Una mano templada me toca la mejilla. Abro los ojos y tardo un par de segundos en fijar la vista. El agente Yang está a mi lado, arrodillado frente al sofá. Su otra mano está agarrada con fuerza a la mía, mis dedos-maracas están agarrados a los suyos, tendrá suerte si no le he partido un par de falanges. Tiene el semblante consternado, pero sonríe cuando ve que le miro.
—La llevaré a urgencias —indica y se dispone a levantarme en brazos del sofá.
—No... no pueden hacer nada... la crisis se irá pasando. Funciona... así.
Él se aleja despacio y se sienta en uno de los sillones que hay frente al sofá; se cruza las manos, apoya los codos sobre las rodillas y el mentón sobre el nudo de sus dedos. Vuelve a tener las cejas rectas y tensas.
Cero. Sus ojos han dejado de brillar.
—¿Está segura? Llamaré al enlace de...
—Sí... estoy segura, agente Yang... he tomado el sol hoy y la cocacola no ha ayudado... estoy mucho mejor. Se lo aseguro.
—Bueno. Esperaré aquí hasta que pueda moverse por sí misma.

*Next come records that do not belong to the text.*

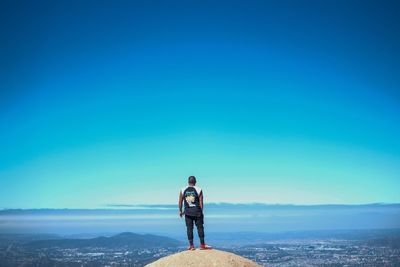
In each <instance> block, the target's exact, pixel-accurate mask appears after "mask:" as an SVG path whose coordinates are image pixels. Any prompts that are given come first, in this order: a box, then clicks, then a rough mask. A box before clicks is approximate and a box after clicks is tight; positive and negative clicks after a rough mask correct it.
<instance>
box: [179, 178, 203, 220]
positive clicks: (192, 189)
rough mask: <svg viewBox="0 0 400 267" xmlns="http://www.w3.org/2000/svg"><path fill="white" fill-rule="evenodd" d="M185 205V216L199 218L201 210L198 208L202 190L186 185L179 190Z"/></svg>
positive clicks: (199, 206)
mask: <svg viewBox="0 0 400 267" xmlns="http://www.w3.org/2000/svg"><path fill="white" fill-rule="evenodd" d="M181 193H182V197H183V202H184V205H185V215H190V216H196V217H200V216H201V215H202V210H201V206H200V196H201V194H202V190H201V188H200V187H198V186H193V185H188V186H186V187H184V188H182V190H181Z"/></svg>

—Puede tutearme, agente —digo y cierro los ojos, inspirando profundamente. Mi hígado duele menos y siento que mis piernas y brazos se han relajado; los músculos ya no están contraídos, lo que, es bueno porque no duele, y es malo porque dudo que en menos de una hora pueda andar, menos todavía llegar a la planta de arriba.

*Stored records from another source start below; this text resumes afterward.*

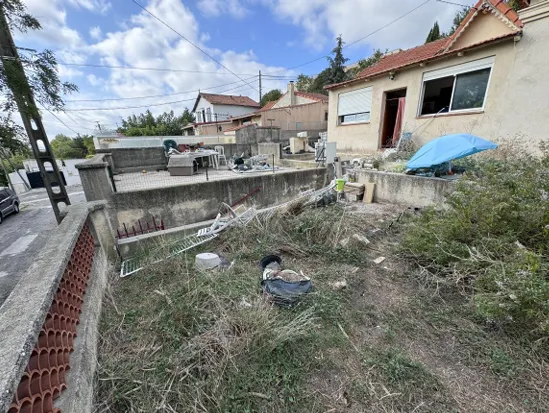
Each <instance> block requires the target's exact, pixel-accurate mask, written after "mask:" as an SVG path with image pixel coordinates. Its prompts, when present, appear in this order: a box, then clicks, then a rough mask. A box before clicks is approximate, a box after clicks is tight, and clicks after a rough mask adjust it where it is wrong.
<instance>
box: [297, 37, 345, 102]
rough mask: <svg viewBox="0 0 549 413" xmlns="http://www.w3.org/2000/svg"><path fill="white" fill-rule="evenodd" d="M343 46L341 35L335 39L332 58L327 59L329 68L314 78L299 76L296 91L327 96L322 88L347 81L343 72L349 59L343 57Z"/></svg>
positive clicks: (324, 70) (330, 57) (297, 82)
mask: <svg viewBox="0 0 549 413" xmlns="http://www.w3.org/2000/svg"><path fill="white" fill-rule="evenodd" d="M344 45H345V42H344V41H343V38H342V37H341V35H339V36H338V37H337V39H336V46H335V47H334V48H333V49H332V52H331V55H333V56H328V57H327V59H328V63H329V66H328V67H327V68H326V69H324V70H323V71H322V72H320V73H319V74H318V75H316V76H307V75H304V74H301V75H299V76H298V77H297V83H296V86H297V90H300V91H302V92H313V93H323V94H327V92H326V90H324V86H326V85H330V84H332V83H339V82H343V81H344V80H347V79H348V78H349V74H348V73H347V72H346V71H345V63H347V62H348V61H349V59H347V58H346V57H344V56H343V46H344Z"/></svg>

Hacía mucho no tenía una crisis tan fuerte. Intento recordar si me he pinchado esta mañana, pero tengo tal maraña entre mis pensamientos que no soy capaz de saberlo.

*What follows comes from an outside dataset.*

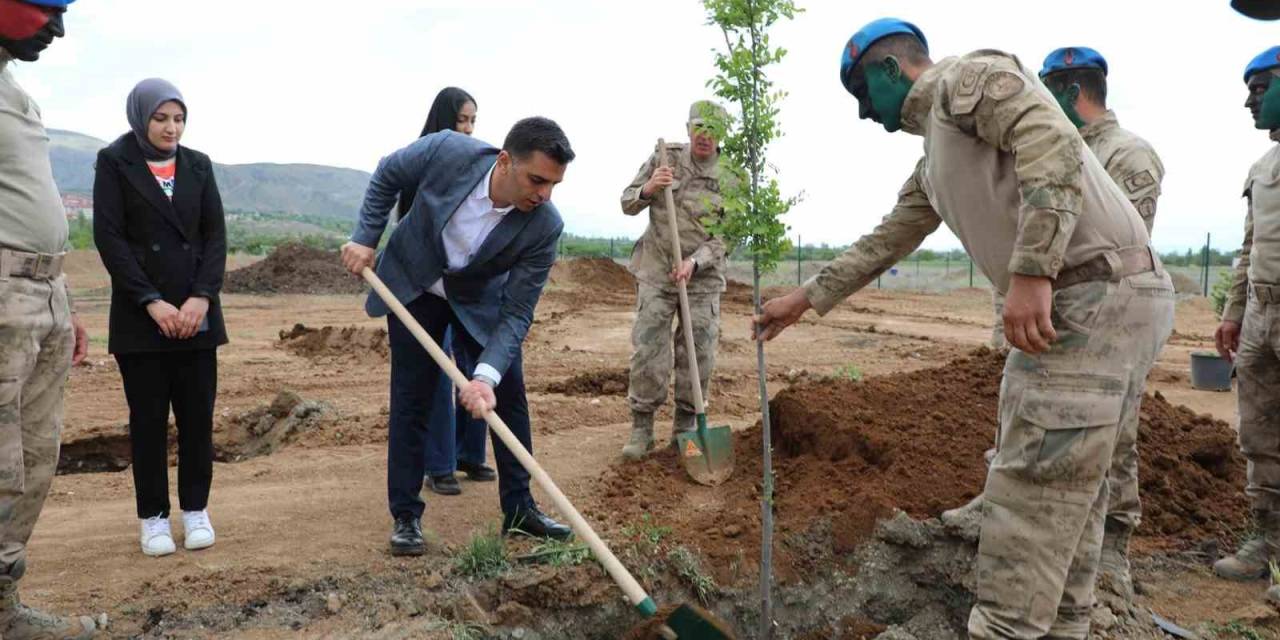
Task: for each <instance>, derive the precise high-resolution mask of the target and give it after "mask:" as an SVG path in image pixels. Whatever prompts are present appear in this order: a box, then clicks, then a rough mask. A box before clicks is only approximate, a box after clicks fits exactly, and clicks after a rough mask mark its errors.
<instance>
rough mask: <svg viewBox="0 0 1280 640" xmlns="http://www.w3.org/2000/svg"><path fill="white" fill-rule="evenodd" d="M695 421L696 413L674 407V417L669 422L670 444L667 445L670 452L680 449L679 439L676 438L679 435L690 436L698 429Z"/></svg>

—¿Está... estás bien? ¿Alice?
—Sí... me encuentro mejor.
—¿Necesitas algo?
Pienso que necesito varias cosas, la primera, tumbarme, y la segunda, que se marche. Necesito intimidad.
—Sí... podría ayudarme a subir a mi habitación, ¿por favor?
—Claro, por supuesto.
Intento levantarme para que así me ayude a erguirme, pero me alza en brazos. Pienso discutírselo, pero el balanceo de sus pasos hace que me relaje. Recuerdo a mi padre, nosotros tres, papá, Tommy y yo de pesca en el barco. Tommy se mareaba. A mí me encantaba. Huelo la brisa marina, oigo sonreír a papá.
—¿Estás segura de que no deberías de ir al hospital?
—Sí... me gustaría descansar un poco... gracias por todo, agente Yang...
Estoy en la cama, así que me doy la vuelta, poniéndome en posición fetal en el centro del colchón, de espaldas al policía.
—Bueno... en todo caso volveré más tarde para ver como te encuentras...
—No hace falta —contesto tajante—. Nos vemos en dos días, cuando toque la revisión.
—Dejo aquí apuntando sobre la mesilla mis datos, el busca y mi teléfono. Te los pasarán por email, pero por si acaso, si ocurre algo...
—Gracias, agente.
Se hace un silencio largo, le oigo respirar de fondo. Al cabo de un momento tengo la sensación de que su mano está cerca de mi espalda. La puerta de la habitación se cierra, le escucho bajar las escaleras y cerrarse la puerta principal. Cuando escucho el coche patrullar arrancar, empiezo a llorar.
Lloro hasta que me duele el pecho, hasta que no sé si no veo bien por culpa de mi maldita enfermedad o por las lágrimas. Echo de menos a mamá. Me siento una niña otra vez... y no quiero sentirme así.